Nice trail along the lake and into Buffalo. But busy in weekends.

Nice trail except for three sections that were closed due to construction, and gated due to only being open certain hours. We rode on a sunday morning. No alternate route offered for construction section of bike path. I would think weekends are when people ride bikes not sure why sections are gated shut then. The neighborhoods in those sections were sketchy.

Accordion

My family started on the trail at the Tift street entrance and biked up to Canalside stop. (Note: the $1 bike ferry over to Canalside opens Memorial Day and runs for the summer and part of the fall).

The path was a great surface the whole distance. There were several times where we had to stop before crossing the street, but it was clear that where it was possible trail planners had limited the number of stops cyclists would have to make.

I was most impressed by the level of thought that must have been put into the design of the trail and surroundings.
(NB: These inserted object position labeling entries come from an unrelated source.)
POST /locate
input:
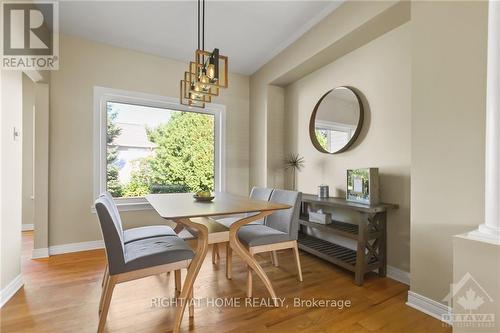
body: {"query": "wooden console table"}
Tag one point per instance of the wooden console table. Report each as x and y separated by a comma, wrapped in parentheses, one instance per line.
(370, 235)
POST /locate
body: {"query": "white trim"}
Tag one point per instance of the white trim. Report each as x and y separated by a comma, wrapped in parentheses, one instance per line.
(398, 275)
(103, 95)
(40, 253)
(28, 227)
(76, 247)
(428, 306)
(11, 289)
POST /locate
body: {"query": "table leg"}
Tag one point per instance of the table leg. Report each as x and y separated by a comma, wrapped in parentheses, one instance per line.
(193, 269)
(245, 254)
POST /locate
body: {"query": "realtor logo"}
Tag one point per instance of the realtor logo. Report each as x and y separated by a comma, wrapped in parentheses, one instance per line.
(471, 298)
(30, 38)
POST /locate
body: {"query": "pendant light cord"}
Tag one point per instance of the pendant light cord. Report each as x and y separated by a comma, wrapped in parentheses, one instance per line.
(198, 24)
(203, 24)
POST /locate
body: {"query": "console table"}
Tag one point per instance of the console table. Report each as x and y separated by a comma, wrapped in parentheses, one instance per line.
(370, 235)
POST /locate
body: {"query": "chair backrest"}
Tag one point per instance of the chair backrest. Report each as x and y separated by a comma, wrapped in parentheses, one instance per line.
(112, 233)
(108, 196)
(286, 220)
(261, 193)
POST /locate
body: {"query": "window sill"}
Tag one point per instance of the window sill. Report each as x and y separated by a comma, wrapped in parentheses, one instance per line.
(129, 206)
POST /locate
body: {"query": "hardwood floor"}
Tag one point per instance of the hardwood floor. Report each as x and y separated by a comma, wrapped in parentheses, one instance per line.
(61, 294)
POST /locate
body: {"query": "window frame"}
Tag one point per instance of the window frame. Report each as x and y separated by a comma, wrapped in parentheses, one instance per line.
(334, 126)
(102, 95)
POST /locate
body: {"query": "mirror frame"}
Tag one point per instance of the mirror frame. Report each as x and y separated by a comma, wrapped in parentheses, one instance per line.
(312, 123)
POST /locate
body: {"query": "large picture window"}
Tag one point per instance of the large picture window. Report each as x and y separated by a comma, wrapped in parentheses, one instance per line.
(152, 144)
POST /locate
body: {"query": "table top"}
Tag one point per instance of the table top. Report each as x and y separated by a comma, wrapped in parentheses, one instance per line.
(183, 205)
(343, 203)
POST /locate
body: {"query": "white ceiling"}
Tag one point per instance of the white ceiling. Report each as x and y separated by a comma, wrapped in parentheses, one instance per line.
(250, 33)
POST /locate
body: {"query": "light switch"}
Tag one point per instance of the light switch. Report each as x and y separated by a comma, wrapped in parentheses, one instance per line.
(15, 134)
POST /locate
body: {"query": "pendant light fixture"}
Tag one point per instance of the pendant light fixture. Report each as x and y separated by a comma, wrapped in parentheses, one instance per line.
(207, 74)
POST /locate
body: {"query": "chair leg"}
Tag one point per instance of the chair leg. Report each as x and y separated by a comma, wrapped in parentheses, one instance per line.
(191, 304)
(103, 294)
(249, 281)
(297, 259)
(110, 285)
(229, 260)
(274, 258)
(105, 275)
(178, 283)
(215, 253)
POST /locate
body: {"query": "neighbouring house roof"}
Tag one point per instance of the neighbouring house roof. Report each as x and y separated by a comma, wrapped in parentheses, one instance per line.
(133, 135)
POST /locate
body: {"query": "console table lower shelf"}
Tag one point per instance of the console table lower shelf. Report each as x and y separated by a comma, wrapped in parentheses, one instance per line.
(370, 235)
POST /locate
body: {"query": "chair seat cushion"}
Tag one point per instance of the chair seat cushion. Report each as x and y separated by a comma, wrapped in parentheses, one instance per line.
(155, 251)
(253, 235)
(228, 221)
(135, 234)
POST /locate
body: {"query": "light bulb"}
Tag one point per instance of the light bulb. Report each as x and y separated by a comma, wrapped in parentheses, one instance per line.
(211, 71)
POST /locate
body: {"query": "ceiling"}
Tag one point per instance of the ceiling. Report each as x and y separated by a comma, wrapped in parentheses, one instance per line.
(250, 33)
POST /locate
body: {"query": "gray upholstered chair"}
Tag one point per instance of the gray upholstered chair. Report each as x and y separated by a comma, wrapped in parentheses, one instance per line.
(136, 259)
(257, 193)
(279, 231)
(135, 234)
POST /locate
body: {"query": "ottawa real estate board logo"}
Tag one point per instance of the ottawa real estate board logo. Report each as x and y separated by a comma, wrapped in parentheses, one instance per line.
(30, 35)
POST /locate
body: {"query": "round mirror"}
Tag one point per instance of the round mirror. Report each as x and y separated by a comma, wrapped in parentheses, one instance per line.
(336, 120)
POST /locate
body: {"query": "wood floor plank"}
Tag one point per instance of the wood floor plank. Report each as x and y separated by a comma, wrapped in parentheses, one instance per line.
(61, 294)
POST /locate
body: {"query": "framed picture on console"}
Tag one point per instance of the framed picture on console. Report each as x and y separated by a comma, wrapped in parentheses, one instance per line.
(363, 186)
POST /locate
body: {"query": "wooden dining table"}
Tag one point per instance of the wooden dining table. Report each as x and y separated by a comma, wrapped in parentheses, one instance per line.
(186, 212)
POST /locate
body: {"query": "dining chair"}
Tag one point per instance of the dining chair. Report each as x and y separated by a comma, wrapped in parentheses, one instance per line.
(134, 234)
(138, 233)
(257, 193)
(136, 259)
(279, 231)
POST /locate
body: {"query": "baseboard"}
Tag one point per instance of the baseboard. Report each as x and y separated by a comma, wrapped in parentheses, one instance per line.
(28, 227)
(76, 247)
(10, 290)
(40, 253)
(428, 306)
(398, 275)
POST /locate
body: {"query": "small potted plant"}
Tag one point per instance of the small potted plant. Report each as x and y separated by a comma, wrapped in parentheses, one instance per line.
(295, 162)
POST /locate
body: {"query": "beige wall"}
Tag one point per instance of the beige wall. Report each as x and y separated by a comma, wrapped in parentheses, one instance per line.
(350, 26)
(381, 70)
(11, 176)
(86, 64)
(448, 128)
(28, 122)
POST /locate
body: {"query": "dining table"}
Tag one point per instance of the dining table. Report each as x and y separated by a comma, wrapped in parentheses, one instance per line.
(197, 216)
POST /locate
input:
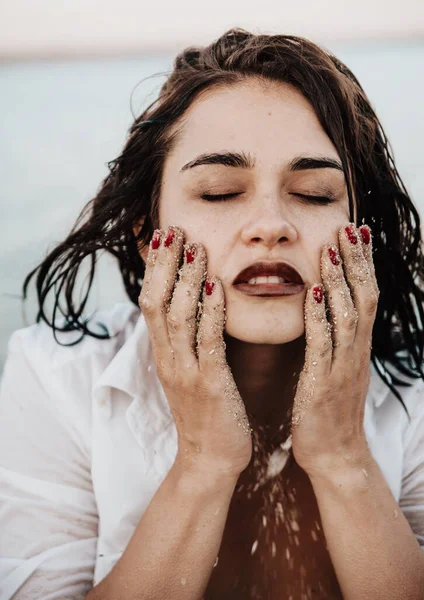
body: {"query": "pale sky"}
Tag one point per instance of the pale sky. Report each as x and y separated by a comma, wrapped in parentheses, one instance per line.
(62, 28)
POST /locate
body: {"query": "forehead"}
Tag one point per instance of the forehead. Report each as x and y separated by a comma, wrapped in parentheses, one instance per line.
(273, 121)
There were sections that were sidewalk, wooden sections as if on a dock, and portions with different paving stones. Along the trail were a variety of bench styles and many historical signs and a bird sanctuary. It was clear that significant thought had been put into making it a visually interesting and appealing ride (and it was!). There was also an amazing playground en route that our toddler loved which was icing on the cake!

Was passing thru so decided to do this trail. I started at the Buffalo Harbor State Park (was planning to start further south -- trail end at Lackawana but decided I did not want to leave my car in the parking lot. Filled with lots of stuff since I was in the middle of a seven day road trip). From the State Park parking lot I managed to get into and thru downtown Buffalo. Had planned to go all the way to the end, but got to a part of the trail that appeared to be on poorly maintained sidewalks thru a sketchy neighborhood, so gave up. I did bike all the way to trail end in Lackawana and noted a sign that said "Be Safe, Walk with a Friend" which explains why I did not want to leave my car there. The view of the Peace Bridge was nice, but overall I don't recommend this trail

Nice apshalt trail along Niagara River. Portion of trail does go along the 190 which is a heavily traveled thruway, so that portion can be a bit noisy. The trail does pass thru many parks along the way which makes for nice rest areas. At the Black Rock neighborhood in Buffalo have the option to take a asphalt trail that takes you to Delaware Park, which is an Olmsted park. Also have option to go off trail at numerous spots in Tonawanda and Buffalo. Most of the trail is off road except for short portion in Black Rock, near the inner harbor, and between the inner and outer harbor. When get to inner harbor have the option to take bike ferry across from inner to outer harbor, believe cost $1. Only reason gave 4 stars is because of portion near thruway and few sections bit bumpy.